The sensors and environment monitoring research being performed at LEO aims to advance our understanding of how climate change may impact water resources and ecosystems in arid environments.

Just a Big Greenhouse?

There are obvious advantages of experiments within a controlled environment, such as the biomes of Biosphere 2. Nonetheless, there are drawbacks. Andrew Peterson, an assistant professor of earth and environmental sciences, points out that:

  • The construction’s building’s glass windows cut the available sunlight by nearly half
  • There is no way to simulate storms with high winds or damaging downpours.
  • The Biosphere cannot re-create all the plant or soil complexities of a Brazilian rain forest or the Sonoran Desert, although it can approximate them.
  • The humidity inside is considerably higher than that outside which can be a problem for research in the desert biome.

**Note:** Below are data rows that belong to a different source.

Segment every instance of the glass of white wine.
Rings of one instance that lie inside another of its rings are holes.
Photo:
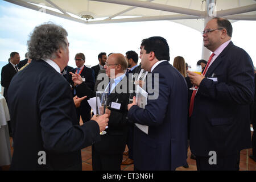
[[[198,75],[201,75],[202,72],[202,67],[200,65],[197,65],[195,68],[189,68],[188,71],[197,73]],[[197,89],[196,88],[195,85],[193,85],[193,86],[189,88],[189,90],[197,90]]]
[[[137,90],[130,90],[129,92],[129,104],[131,104],[133,102],[133,97],[137,97]]]
[[[108,93],[96,92],[96,115],[98,116],[105,114],[108,100]],[[107,127],[106,127],[107,128]],[[102,135],[106,134],[106,131],[101,131],[100,134]]]

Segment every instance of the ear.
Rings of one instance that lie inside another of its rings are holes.
[[[148,60],[151,61],[155,59],[155,52],[151,51],[148,54]]]
[[[221,31],[221,38],[224,39],[226,36],[228,36],[226,28],[223,28]]]
[[[56,52],[56,55],[57,57],[61,57],[62,54],[63,53],[64,50],[62,49],[62,48],[60,47],[60,48],[57,50]]]

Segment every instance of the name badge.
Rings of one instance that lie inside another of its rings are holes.
[[[117,110],[120,110],[121,108],[121,103],[117,103],[114,102],[111,102],[110,108],[115,109]]]
[[[209,78],[209,77],[208,77],[207,78],[210,79],[210,80],[212,80],[213,81],[218,81],[218,78],[217,78],[217,77],[214,77],[214,78]]]

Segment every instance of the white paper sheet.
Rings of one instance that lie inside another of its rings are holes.
[[[137,106],[141,108],[145,109],[145,106],[147,105],[147,93],[144,90],[141,86],[137,85],[137,90],[138,92],[136,96],[136,101]],[[148,126],[142,125],[138,123],[135,123],[136,126],[141,131],[148,134]]]
[[[92,107],[92,109],[93,111],[93,113],[96,114],[96,97],[93,97],[90,98],[89,100],[87,100],[87,102],[88,102],[89,105]],[[107,126],[106,126],[106,129],[108,128],[109,127]]]

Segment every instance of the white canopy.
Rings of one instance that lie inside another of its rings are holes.
[[[167,20],[201,31],[214,16],[256,20],[256,0],[5,1],[87,24]],[[203,48],[202,58],[209,56]]]

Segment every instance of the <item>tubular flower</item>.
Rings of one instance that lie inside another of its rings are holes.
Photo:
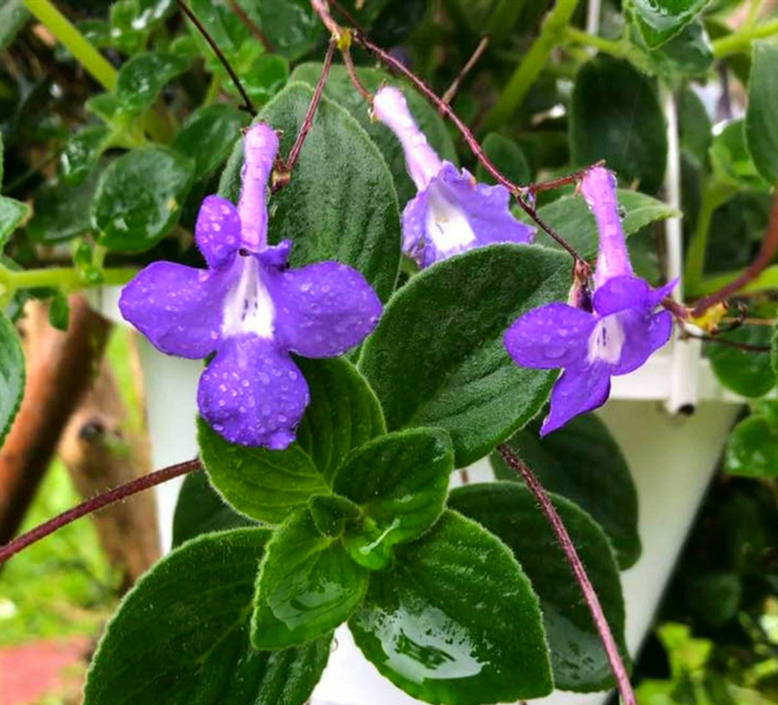
[[[420,267],[492,242],[532,240],[533,229],[510,215],[508,189],[477,183],[466,169],[442,161],[397,88],[381,88],[372,110],[402,143],[419,191],[402,212],[402,251]]]
[[[267,244],[266,185],[278,151],[267,125],[246,135],[238,207],[207,197],[194,228],[208,269],[154,262],[122,291],[122,316],[162,352],[208,363],[201,416],[227,440],[286,448],[308,405],[290,352],[341,355],[376,326],[381,304],[336,261],[289,269],[291,242]]]
[[[581,191],[600,236],[591,305],[548,304],[519,317],[505,335],[517,365],[562,368],[551,390],[551,408],[540,435],[608,399],[610,378],[634,371],[662,347],[672,329],[668,311],[655,312],[672,281],[652,289],[632,274],[621,220],[616,179],[602,167],[584,177]]]

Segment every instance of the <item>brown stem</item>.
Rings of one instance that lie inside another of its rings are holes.
[[[259,27],[255,22],[251,21],[251,18],[246,14],[246,11],[243,8],[241,8],[236,0],[227,0],[227,7],[230,9],[230,11],[243,23],[243,26],[253,34],[256,39],[259,40],[259,43],[265,47],[265,51],[271,52],[272,47],[270,46],[270,42],[268,41],[268,38],[265,36],[265,32],[262,32]]]
[[[512,451],[510,447],[501,444],[497,447],[498,451],[502,456],[502,459],[508,464],[510,468],[516,470],[521,479],[525,481],[529,490],[535,496],[535,499],[540,505],[541,512],[546,515],[551,529],[553,530],[557,542],[559,543],[565,558],[567,559],[570,570],[576,578],[581,593],[584,594],[584,599],[586,600],[589,612],[591,613],[591,619],[597,627],[597,632],[600,636],[600,642],[605,648],[606,656],[608,657],[608,663],[610,664],[610,669],[616,678],[616,686],[618,687],[619,694],[621,695],[621,701],[625,705],[637,705],[635,699],[635,693],[632,692],[632,686],[629,683],[629,676],[627,675],[627,668],[621,661],[621,655],[619,654],[619,648],[616,645],[614,635],[608,626],[608,620],[602,612],[602,606],[597,597],[597,593],[589,580],[589,576],[586,574],[586,568],[578,557],[576,547],[570,539],[570,535],[565,528],[559,514],[555,509],[551,500],[549,499],[542,485],[535,477],[532,470]]]
[[[472,67],[476,66],[476,63],[478,63],[478,60],[483,56],[483,52],[486,51],[488,46],[489,36],[485,34],[478,42],[476,51],[472,52],[472,56],[467,60],[467,63],[461,68],[459,73],[457,73],[457,77],[453,79],[453,81],[451,81],[451,86],[449,86],[448,90],[442,95],[441,100],[447,106],[453,100],[453,97],[457,95],[457,91],[459,90],[459,86],[461,85],[462,80],[472,70]]]
[[[716,304],[724,301],[726,298],[745,287],[749,281],[756,279],[759,272],[765,269],[770,261],[772,261],[776,250],[778,250],[778,185],[776,188],[776,195],[772,199],[770,220],[767,225],[765,238],[761,241],[761,247],[759,248],[759,254],[757,255],[756,259],[737,279],[729,282],[727,286],[721,287],[718,291],[714,291],[714,294],[697,301],[692,315],[701,316],[711,306],[716,306]]]
[[[230,62],[227,60],[227,57],[222,53],[221,49],[219,49],[218,44],[213,41],[211,36],[208,33],[208,30],[202,26],[202,22],[197,18],[197,16],[187,7],[187,3],[183,2],[183,0],[176,0],[178,2],[178,7],[181,9],[181,12],[183,12],[189,20],[197,27],[197,31],[202,34],[202,38],[208,42],[208,46],[213,50],[213,53],[217,56],[219,61],[221,62],[221,66],[225,67],[225,70],[229,73],[230,78],[232,79],[232,82],[235,83],[235,87],[238,89],[238,92],[240,93],[240,97],[243,99],[243,106],[242,109],[246,110],[252,118],[257,116],[257,110],[255,110],[253,103],[251,102],[251,99],[249,98],[248,93],[243,89],[243,85],[240,82],[240,79],[238,78],[238,75],[235,72],[232,67],[230,66]]]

These problems have led to questions of whether the Biosphere researchers are following the best scientific path. “The Biosphere is inherently a large greenhouse,” says William Schlesinger, dean of Duke University’s School of the Environment and Earth Sciences. “It’s useful for some kinds of science, but they have problems with replication [of experiments] because there is only one of them.”

Despite these observations, the two closure experiments performed the Biosphere set world records in fields such as closed ecological systems, agricultural production, health improvements with the high nutrient and low caloric diet the crew followed. Furthermore, research conducted through observations and environment monitoring within the facilities throughout the years has led to insights into the self-organization of complex biomic systems and atmospheric dynamics.